In a study he conducted in collaboration with partners at East China Normal University and Zhejiang Normal University, Yu looked at guilt not as an episodic state -- such as how we feel after specific instances in which we hurt someone -- but rather as a personality trait, in which people tend to worry about the potential harm their actions cause.
"So I could be a person for whom it is really easy to feel guilt in
my everyday life," he explained, "while others might be less likely
to feel guilt, or have a higher bar for feeling that emotion."
We all can probably intuit that anticipatory guilt might make us think
twice before undertaking an action with potentially bad consequences for
others. But what has been less clear is how this crucial morality-related
personality trait affects decision makers in situations involving temptation
and incentives, balanced against potential harm to others.
"The question was whether the trait of guilt is associated with a
lower probability of engaging in corrupt behavior," Yu said.
In their study, the researchers concentrated on bribery, an act in which a
person that typically has some level of power and influence is tempted to act
illegally or unethically in exchange for favors or gifts from someone who
wishes to use that influence unfairly for their gain.
In one of the researchers' online experiments, participants were asked to fill out a questionnaire to record both demographic and personality information, and also their fairness concerns. They also participated in one of two scenarios. The first one put them into the role of an arbitrator with the power to assign students grades.
They were each paired with a "co-player,"
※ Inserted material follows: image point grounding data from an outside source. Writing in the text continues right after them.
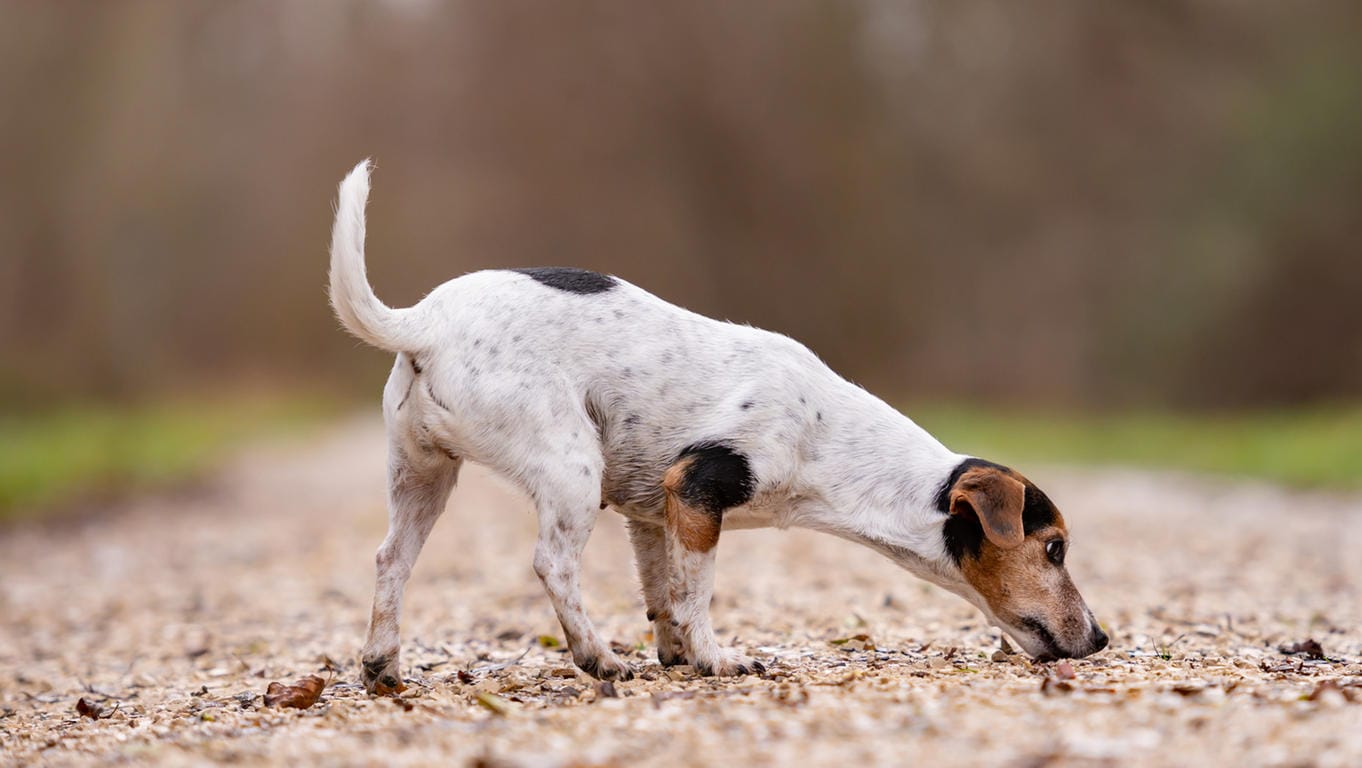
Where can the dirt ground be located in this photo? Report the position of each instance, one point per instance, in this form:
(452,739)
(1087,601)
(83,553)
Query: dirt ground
(172,616)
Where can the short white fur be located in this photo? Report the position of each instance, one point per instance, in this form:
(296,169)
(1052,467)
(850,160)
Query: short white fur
(586,399)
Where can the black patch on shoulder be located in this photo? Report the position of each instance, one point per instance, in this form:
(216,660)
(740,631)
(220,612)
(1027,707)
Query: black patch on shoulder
(718,478)
(963,533)
(571,279)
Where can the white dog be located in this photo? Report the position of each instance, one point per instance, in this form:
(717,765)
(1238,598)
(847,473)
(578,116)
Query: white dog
(586,391)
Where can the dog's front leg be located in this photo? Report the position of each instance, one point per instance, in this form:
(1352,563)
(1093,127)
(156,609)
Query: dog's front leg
(692,537)
(557,560)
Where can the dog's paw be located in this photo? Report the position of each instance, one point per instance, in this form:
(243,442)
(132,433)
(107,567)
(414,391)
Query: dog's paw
(670,650)
(606,666)
(730,663)
(382,676)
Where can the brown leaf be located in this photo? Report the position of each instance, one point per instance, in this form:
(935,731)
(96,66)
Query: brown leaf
(300,695)
(1308,647)
(91,710)
(1052,686)
(497,704)
(1325,686)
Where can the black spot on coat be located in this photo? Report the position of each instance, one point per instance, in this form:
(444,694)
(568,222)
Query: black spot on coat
(717,478)
(571,279)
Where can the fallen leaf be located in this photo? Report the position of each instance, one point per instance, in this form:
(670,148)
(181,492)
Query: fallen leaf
(1329,686)
(1052,686)
(300,695)
(91,710)
(854,643)
(1308,647)
(497,704)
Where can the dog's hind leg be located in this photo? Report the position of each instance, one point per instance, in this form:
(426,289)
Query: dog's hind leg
(418,486)
(650,554)
(699,488)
who, unbeknown to them, was fictitious. The co-players (in this case the
fictitious students who had been graded) would attempt to bribe the
participants to change their grades in exchange for a portion of the reward the
co-players would receive for passing the test above a certain threshold.
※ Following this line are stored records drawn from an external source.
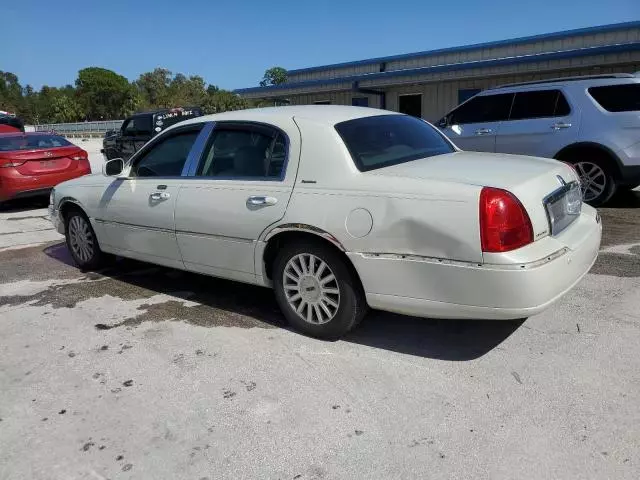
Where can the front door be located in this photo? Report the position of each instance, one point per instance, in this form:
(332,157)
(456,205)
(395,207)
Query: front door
(541,124)
(473,125)
(136,214)
(241,186)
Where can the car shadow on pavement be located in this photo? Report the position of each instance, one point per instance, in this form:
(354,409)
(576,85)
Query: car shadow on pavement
(228,303)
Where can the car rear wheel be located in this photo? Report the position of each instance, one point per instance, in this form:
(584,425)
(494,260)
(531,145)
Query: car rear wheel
(81,240)
(317,293)
(597,181)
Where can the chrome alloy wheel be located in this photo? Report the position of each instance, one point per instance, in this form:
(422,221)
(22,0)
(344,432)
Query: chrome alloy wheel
(81,238)
(311,288)
(593,180)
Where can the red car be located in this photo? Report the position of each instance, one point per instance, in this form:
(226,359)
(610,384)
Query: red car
(31,164)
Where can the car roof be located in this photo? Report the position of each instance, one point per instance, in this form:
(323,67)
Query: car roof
(328,114)
(593,81)
(27,134)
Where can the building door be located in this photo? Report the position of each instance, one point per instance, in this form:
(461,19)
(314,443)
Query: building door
(244,182)
(410,104)
(136,214)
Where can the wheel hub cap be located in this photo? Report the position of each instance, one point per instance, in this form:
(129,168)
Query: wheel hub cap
(311,288)
(81,238)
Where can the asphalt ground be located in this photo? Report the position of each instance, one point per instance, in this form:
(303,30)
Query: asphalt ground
(145,372)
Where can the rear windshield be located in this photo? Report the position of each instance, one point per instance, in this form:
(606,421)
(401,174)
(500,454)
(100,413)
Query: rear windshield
(31,142)
(385,140)
(618,98)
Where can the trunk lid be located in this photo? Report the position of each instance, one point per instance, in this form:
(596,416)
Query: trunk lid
(531,179)
(44,161)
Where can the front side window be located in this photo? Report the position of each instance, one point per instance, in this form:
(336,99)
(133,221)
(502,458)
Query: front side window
(539,104)
(617,98)
(385,140)
(167,157)
(482,109)
(244,151)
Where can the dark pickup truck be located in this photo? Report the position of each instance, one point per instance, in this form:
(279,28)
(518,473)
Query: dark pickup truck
(139,128)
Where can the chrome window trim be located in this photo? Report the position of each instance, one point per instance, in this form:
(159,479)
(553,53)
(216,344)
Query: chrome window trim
(197,149)
(221,124)
(134,159)
(555,196)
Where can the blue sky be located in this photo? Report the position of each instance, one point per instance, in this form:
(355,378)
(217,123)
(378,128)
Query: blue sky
(231,43)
The second scenario gave each participant 100 tokens, ostensibly to donate
to a children's charity, such as UNICEF. Then co-players attempted to bribe the
participants to give them the money, in exchange for keeping a certain portion
for themselves.
"So the structure of the two scenarios is similar, but the critical
difference is that in the charitable donation scenario, the victim is
obvious," Yu said. "The first scenario is more of just a violation of
moral principle."
As would be expected, participants who scored high in guilt-proneness
(from the questionnaire) were less likely to accept a bribe in either of the
two scenarios. The effect was more pronounced in the charitable donation
scenario.
"You know someone's going to get hurt," Yu said. "In the
paper we argue that when the victim is more salient, the association between
the guilt trait and corrupt behavior becomes stronger." Concern for
others' suffering, they said, might play a significant role in how guilt-proneness
influences bribe-taking behaviors.
This study joins a growing body of work that associates guilt-proneness
with fewer unethical decisions, such as cheating for personal gain and
counterproductive work behaviors. But it's important to note that this study is
correlational, Yu said. "We can't make a causal claim that if we make
people more guilt-prone, we will necessarily see less corruption. That needs
more research."
Indeed, the researchers say, guilt proneness is not the only trait that
might predict corrupt behaviors (or lack of them), and it's worth studying how
this trait, along with other personality traits, might "serve as a
reliable anti-corruption predictor in personnel selection," such as when
choosing people for leadership positions or for high-stakes jobs.
"We can't claim causality, but we can leverage the association between the guilt trait and the lower likelihood of corruption to make us more confident about their integrity," Yu said. "Maybe that's something we can apply to the real world."